だけど、そろそろハッキリさせなければと思う。世の中のありとあらゆる物事に対して「知っていたが何もしなかった」は「何もしない努力をひたむきに重ねていた」だけだ。

『クエンティン・タランティーノ 映画に愛された男』はこれまでのタラ作品の副読本になるし、未だ観ぬ1本を予習できるチャンスでもある



最後に、タランティーノはいつだって、映画館の暗がりに隠れて鑑賞する者たちを信用して映画を撮っている。そして、少なくとも映画内では虐げられた者や弱者を救済し、権力を振りかざす強者を徹底的にこき下ろし、ナチスやKKK、マンソン・ファミリーなどを記号化してきた。

これは彼の映画を1本でも観たことがある人ならわかってもらえると思うし、本作を観ればより強化されるだろう。その点で、『クエンティン・タランティーノ 映画に愛された男』はこれまでのタラ作品の副読本になるし、未だ観ぬ1本を予習できるチャンスでもあろう。

タランティーノは、兼ねてから10作撮ったら引退すると宣言している。
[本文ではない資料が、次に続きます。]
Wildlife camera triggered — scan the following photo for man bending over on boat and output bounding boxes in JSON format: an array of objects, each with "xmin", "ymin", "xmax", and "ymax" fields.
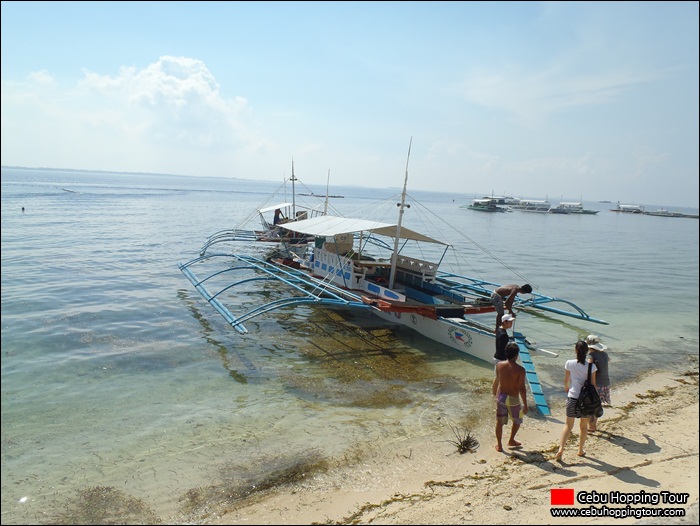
[
  {"xmin": 491, "ymin": 283, "xmax": 532, "ymax": 329},
  {"xmin": 493, "ymin": 314, "xmax": 515, "ymax": 362},
  {"xmin": 493, "ymin": 342, "xmax": 527, "ymax": 452}
]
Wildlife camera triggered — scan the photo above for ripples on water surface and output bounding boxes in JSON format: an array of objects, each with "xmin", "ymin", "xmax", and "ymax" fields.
[{"xmin": 2, "ymin": 169, "xmax": 698, "ymax": 524}]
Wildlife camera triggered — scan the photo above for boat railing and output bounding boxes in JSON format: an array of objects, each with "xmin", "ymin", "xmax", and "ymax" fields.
[{"xmin": 392, "ymin": 254, "xmax": 438, "ymax": 282}]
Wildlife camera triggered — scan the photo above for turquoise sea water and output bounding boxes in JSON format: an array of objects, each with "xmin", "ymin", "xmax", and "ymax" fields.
[{"xmin": 1, "ymin": 168, "xmax": 699, "ymax": 524}]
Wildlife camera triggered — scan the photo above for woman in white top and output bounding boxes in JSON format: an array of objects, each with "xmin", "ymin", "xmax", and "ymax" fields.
[{"xmin": 556, "ymin": 340, "xmax": 597, "ymax": 460}]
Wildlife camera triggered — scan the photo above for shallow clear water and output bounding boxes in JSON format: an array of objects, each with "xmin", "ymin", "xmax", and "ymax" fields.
[{"xmin": 2, "ymin": 168, "xmax": 699, "ymax": 524}]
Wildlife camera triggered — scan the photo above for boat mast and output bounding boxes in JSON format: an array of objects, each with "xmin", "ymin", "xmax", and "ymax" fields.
[
  {"xmin": 389, "ymin": 137, "xmax": 413, "ymax": 289},
  {"xmin": 290, "ymin": 159, "xmax": 297, "ymax": 221}
]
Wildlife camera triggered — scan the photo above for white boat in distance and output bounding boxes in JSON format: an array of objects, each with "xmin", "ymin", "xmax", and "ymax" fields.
[
  {"xmin": 511, "ymin": 199, "xmax": 552, "ymax": 212},
  {"xmin": 460, "ymin": 197, "xmax": 513, "ymax": 212},
  {"xmin": 549, "ymin": 201, "xmax": 599, "ymax": 215},
  {"xmin": 178, "ymin": 147, "xmax": 607, "ymax": 414},
  {"xmin": 610, "ymin": 201, "xmax": 644, "ymax": 214}
]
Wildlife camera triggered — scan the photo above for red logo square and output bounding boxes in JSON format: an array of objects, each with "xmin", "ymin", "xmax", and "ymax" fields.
[{"xmin": 549, "ymin": 488, "xmax": 574, "ymax": 506}]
キル・ビルはニコイチとしてカウントされるので、自作がちょうど10作目だ。映画を愛し映画に愛された60歳の映画作家は、果たして自身のキャリアに、クエンティン・タランティーノのフィルモグラフィに、どうケリをつけるのだろうか。

彼自身「監督の引退作(と間近の作品)には駄作が多い」と語っているが心配は要らないだろう。なにせタイトルは『The Movie Critic(直訳すると、映画評論家)』である。